West | North | East | South |
1♠ | Pass | 2♥ | |
Pass | 3♥ | Pass | 4♥ |
All Pass |
Tim Bourke is well known as a writer and collector of bridge books. On this deal from the Australian National Open Teams in 2004, he demonstrated that he knows a thing or two about taking tricks. Bourke was South. The deal was reported by Richard Oshlag.
West led the ♣5 and, despite four natural trump losers, Bourke managed to take 10 tricks!

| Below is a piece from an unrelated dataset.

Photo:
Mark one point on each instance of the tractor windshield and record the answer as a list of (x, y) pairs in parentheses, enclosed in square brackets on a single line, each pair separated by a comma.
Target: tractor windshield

Bourke played the ♣Q at trick one, played a diamond to the ace and ruffed a diamond. After a spade to the ace and another diamond ruff, he cashed the ♠K. Next came the ♣A and a club ruff in hand with the ♥2.
Bourke then led his last diamond, hoping to ruff it in dummy, but West ruffed in with the ♥9 and dummy discarded a spade. This was the position:
Hoping for the best, West played the ♣K. If Bourke won the trick in hand, he would have to lead away from the ♥K, allowing East to win the singleton ♥Q. West would be poised to take the last two tricks with the ♥A J.
Bourke, however, knew what to do. He ruffed the ♣K in dummy with the 6 and underruffed with the 3 in his hand! He had nine tricks at that point. At trick 11, he played a spade from dummy, and when East played the queen, Bourke ruffed low. West had to overruff and was forced to concede a trick to Bourke’s trump king at the end.